关键词 > DATA1001/ENVX1002
DATA1001 / ENVX1002 Foundations of Data Science / Introduction to Statistical Methods A Semester 1 Main, 2019
发布时间:2023-05-15
Hello, dear friend, you can consult us at any time if you have any questions, add WeChat: daixieit
A Semester 1 Main, 2019
DATA1001 / ENVX1002
Foundations of Data Science / Introduction to Statistical Methods
1.(a) Consider two lab classes of the same size for DATA1001. In class A, the passing
rate for Project 1 is 20% and 10% for women and men respectively, and in class B, the rates are 50% and 40% respectively.
It is claimed:“The combined passing rate across the two classes must be higher for women than it is for men.” Comment.
(b) |
Given quantitative data on air quality from 2 measuring stations (in the Central Coast and the Illawarra), without code propose one way that you could construct a clustered barchart. Sketch an example. |
(c) |
Explain the significance of Anscombe’s Quartet. |
(d) A standard pack of 52 cards has one queen of spades.The pack is shuffled, and then five cards are dealt off the top of the pack. Find the chance that the 5th card dealt is the queen of spades. Justify your answer.
(e) |
A company finds that on average their employees have 10 ‘sick days’ per year. They hope to reduce the number of sick days, by introducing more flexible working arrangements. They select a simple random sample of 100 employees and find after introducing the new arrangements, that those employees had on average 9 ‘sick days’ that year, with a sample SD of 5. Formulate a hypothesis and test using a box model. pt(-2 ,99) ## [1] 0 .02411985 |
2. Spotify is a popular music streaming platform that allows users to listen to music on their devices.
Kahn is having a 21st party and wants to investigate what music he should play for his guests. He downloads the data set spotify from Kaggle.com, which is a public data
platform that is owned by Google.
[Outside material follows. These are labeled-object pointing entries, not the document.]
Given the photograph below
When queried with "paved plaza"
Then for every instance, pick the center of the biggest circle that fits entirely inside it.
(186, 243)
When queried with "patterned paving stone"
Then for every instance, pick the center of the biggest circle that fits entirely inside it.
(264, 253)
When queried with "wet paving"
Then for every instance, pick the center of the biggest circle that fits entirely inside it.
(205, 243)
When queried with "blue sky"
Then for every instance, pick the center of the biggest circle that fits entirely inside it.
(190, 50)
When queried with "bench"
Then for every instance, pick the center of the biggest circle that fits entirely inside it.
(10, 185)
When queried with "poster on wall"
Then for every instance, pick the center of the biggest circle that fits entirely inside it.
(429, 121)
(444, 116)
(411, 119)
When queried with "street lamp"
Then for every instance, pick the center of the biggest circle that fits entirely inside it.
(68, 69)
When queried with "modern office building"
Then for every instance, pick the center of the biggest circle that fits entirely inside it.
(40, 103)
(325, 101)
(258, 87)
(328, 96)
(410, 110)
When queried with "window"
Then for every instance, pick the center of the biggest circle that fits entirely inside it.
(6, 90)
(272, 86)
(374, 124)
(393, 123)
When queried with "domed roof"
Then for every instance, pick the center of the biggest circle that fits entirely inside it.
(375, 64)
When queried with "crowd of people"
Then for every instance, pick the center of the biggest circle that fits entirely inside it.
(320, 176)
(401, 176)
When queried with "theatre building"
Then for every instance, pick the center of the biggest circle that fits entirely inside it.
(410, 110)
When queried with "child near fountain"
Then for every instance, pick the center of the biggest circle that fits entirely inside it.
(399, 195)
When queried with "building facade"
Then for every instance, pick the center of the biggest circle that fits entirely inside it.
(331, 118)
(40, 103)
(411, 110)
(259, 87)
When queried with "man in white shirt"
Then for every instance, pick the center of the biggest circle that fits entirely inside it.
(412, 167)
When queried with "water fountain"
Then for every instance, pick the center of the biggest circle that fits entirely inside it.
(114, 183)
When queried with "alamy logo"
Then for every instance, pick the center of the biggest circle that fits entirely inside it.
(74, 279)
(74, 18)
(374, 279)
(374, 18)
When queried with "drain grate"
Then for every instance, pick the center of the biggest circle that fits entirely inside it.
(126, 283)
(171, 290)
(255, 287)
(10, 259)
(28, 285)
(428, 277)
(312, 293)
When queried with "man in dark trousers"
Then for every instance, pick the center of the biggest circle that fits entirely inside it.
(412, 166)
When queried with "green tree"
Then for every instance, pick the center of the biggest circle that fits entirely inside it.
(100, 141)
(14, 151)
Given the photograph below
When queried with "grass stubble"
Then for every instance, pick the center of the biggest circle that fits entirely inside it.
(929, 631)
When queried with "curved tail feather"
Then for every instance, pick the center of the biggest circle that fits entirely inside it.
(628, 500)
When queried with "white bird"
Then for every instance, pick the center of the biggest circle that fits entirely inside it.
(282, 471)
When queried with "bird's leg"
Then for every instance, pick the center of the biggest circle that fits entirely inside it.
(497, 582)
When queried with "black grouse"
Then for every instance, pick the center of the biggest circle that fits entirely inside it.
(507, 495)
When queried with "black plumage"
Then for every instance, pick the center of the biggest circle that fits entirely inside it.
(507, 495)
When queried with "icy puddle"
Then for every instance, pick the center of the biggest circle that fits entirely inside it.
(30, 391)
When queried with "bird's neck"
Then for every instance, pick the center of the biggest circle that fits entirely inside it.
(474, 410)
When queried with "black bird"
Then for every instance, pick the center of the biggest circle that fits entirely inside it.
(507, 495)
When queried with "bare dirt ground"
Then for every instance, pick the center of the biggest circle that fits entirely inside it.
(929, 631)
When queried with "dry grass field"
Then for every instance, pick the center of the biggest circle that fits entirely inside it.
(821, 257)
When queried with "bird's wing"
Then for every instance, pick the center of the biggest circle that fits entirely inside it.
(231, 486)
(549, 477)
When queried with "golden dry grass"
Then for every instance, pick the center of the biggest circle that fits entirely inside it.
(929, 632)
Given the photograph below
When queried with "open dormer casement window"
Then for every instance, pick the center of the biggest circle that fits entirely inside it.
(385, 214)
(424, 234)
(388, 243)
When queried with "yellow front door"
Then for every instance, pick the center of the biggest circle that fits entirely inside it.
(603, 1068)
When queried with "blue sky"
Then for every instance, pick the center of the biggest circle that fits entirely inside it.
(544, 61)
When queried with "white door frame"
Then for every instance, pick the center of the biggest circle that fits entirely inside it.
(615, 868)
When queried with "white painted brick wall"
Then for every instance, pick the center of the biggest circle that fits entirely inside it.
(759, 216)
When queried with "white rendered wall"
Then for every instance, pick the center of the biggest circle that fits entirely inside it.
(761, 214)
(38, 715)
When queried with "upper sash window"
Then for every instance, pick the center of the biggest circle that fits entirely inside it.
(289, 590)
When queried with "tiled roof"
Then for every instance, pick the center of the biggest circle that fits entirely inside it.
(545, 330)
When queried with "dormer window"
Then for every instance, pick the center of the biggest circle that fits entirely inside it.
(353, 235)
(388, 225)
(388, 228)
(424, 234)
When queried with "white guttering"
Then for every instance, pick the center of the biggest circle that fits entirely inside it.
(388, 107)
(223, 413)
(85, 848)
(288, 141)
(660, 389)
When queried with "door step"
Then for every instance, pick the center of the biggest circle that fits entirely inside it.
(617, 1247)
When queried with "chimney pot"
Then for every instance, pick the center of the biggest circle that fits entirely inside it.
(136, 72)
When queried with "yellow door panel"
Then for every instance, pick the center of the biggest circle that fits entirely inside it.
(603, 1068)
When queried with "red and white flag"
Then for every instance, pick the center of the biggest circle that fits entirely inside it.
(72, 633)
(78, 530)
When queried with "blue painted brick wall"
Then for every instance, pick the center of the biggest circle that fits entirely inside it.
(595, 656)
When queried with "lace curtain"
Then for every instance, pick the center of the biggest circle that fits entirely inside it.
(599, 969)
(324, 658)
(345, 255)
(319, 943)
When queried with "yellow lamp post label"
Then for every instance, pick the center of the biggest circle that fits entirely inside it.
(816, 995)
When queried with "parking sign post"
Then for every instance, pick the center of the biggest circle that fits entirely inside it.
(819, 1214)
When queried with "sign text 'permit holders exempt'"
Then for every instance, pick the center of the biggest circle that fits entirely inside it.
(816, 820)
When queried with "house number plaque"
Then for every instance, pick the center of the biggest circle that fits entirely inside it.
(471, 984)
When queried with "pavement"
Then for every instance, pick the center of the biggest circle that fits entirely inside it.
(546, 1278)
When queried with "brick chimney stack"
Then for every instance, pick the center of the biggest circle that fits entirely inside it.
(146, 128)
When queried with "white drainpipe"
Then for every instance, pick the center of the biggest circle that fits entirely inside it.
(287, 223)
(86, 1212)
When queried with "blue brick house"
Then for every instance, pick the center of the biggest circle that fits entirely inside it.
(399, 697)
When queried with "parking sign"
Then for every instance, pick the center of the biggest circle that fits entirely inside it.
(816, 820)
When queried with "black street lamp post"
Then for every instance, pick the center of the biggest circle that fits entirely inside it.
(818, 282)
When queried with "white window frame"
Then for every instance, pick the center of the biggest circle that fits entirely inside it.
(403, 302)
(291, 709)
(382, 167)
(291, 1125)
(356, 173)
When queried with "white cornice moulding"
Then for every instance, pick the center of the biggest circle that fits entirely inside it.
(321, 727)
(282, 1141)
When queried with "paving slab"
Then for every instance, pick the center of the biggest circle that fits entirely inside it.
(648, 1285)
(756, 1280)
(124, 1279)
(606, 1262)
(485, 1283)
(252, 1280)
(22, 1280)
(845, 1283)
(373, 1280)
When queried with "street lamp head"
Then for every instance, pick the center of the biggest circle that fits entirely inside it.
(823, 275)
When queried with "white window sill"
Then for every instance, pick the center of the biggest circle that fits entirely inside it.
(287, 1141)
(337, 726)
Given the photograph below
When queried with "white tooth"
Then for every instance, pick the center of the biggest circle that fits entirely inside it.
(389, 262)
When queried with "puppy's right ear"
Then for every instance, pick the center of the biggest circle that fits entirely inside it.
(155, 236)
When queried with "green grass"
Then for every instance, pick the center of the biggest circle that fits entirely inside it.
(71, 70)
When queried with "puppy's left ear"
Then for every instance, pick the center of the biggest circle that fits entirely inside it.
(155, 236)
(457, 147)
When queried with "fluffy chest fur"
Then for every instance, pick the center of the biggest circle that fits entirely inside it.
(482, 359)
The data was scraped from the Spotify API wrapper in November 2018.
dim(spotify)
## [1] 116372 17
head(spotify,2)
## artist_name track_id
## 1 YG 2RM4jf1Xa9zPgMGRDiht8O
## 2 YG 1tHDG53xJNGsItRA3vfVgs ## track_name ## 1 Big Bank feat . 2 Chainz, Big Sean, Nicki Minaj ## 2 BAND DRUM (feat . A$AP Rocky)
acousticness danceability
0 .743 0 .846
## duration_ms energy instrumentalness key liveness loudness mode ## 1 238373 0 .339 0 1 0 .0812 -7 .678 1 ## 2 214800 0 .557 0 8 0 .2860 -7 .259 1 ## speechiness tempo time_signature valence popularity
## 1 0 .409 203 .927 4 0 .118 44
## 2 0 .457 159 .009 4 0 .371 10
(a) (i) How many songs are in the data set?
(ii) Outline one possible limitation with using this data.
(b) Kahn is interested in the average length of songs on Spotify.
(i) What type of variable is duration ?
class(spotify$duration)
## [1] "integer"
spotify$duration = spotify$duration/(60*1000) # convert to minutes
(ii) Give 3 observations from the following summaries.
summary(spotify$duration)
## Min . 1st Qu . Median Mean 3rd Qu . Max .
## 0 .05338 2 .73415 3 .36288 3 .54244 4 .00448 93 .50033
boxplot(spotify$duration, horizontal =T)
0 20 40 60 80
(c) Kahn wonders whether the mode of the song (major or minor) affects the average length of songs on Spotify. What does he discover?
boxplot(spotify$duration ~ spotify$mode, horizontal =T) # 0 = minor; 1= major
0
20
40
60
80
(d) Kahn in interested in how many songs encourage people to dance. What does he discover?
hist(spotify$danceability) # 1 = most dance -able
Histogram of spotify$danceability
0.0 0.2 0.4 0.6 0.8 1.0
A Semester 1 Main, 2019 Page 14 of 19
(e) Kahn is interested in whether certain keys produce ‘happier’ songs, where a
of 1 = happiest and 0 = saddest. What does he discover?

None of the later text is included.